重量軽減の加護でティラノサウルスよりも重いエンシェントドラゴンが、空を飛んでいるのだが。
左右の翼の翼端には、ティルトローター方式で術式モーターを使用した三枚ブレードの推進器。
艦体後部左右には、プロトタイプの術式空気圧縮噴射装置がある。
噴射口は上下2枚のベクターノズル方式である。
出来立ての技術でまだまだ出力が安定しない。
ブリッジから術式士の術式のサポートと、二人の機関士が機関長の指示で左右の出力をベクターノズルで合わせるのだ。

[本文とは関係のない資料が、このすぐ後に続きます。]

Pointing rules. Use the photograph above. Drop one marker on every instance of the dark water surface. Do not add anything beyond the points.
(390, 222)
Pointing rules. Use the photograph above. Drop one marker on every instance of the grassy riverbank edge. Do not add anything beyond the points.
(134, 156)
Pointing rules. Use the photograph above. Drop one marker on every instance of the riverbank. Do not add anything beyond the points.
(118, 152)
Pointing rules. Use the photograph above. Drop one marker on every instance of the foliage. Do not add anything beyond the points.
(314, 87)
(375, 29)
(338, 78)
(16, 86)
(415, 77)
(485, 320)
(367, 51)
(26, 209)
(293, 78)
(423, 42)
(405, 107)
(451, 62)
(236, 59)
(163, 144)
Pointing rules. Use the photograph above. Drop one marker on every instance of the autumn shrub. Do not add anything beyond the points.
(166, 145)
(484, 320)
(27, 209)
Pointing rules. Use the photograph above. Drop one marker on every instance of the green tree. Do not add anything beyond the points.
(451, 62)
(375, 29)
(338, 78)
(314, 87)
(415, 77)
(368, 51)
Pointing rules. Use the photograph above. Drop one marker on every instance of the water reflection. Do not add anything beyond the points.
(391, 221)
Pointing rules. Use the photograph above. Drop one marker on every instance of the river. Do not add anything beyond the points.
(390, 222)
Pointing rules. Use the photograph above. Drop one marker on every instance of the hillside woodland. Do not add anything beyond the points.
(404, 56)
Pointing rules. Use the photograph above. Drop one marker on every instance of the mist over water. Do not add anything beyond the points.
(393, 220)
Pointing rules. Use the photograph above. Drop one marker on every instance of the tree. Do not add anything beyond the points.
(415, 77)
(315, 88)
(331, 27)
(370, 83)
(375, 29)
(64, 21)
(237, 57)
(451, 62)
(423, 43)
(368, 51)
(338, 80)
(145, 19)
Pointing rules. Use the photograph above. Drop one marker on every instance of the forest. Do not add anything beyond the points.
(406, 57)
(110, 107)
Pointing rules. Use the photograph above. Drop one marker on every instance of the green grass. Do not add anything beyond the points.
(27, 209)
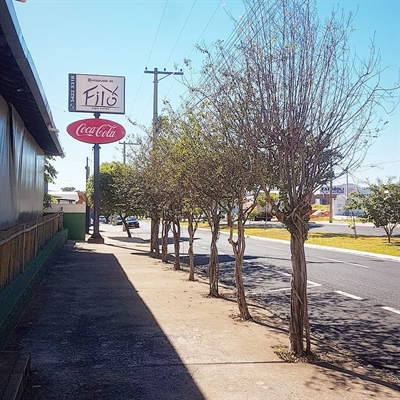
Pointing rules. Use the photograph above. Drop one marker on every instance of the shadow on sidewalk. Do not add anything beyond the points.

艦体強度、術式士の思念力、機関士の体力面からも30分以上の連続使用は無理である。
テンドロディウムは、白眉山脈の向こうのレンマ王国にあるカティサーク工廠製である。
乗組員は、
操縦士2名。
航法士兼樽爆弾観測員2名。
機関士3名。
樽爆弾投下員2名。
整備士3名。計12名である。
以上が、カティサーク工廠からの出向社員である。
そこに、艦の術式を集中管理する術式士が1名入る。
タンデライオン皇女と白百合騎士団員19名が搭乗する。
テンドロディウムは軍用飛行艦である。
艦で使用される術式を動かすもととなる思念力は、搭乗員全員から強制的に徴収される。
しかし、術式空気噴射装置だけは専用の術式士が思念力を供給しないと動かない。
カティサーク工廠の社員は、研究員に近い。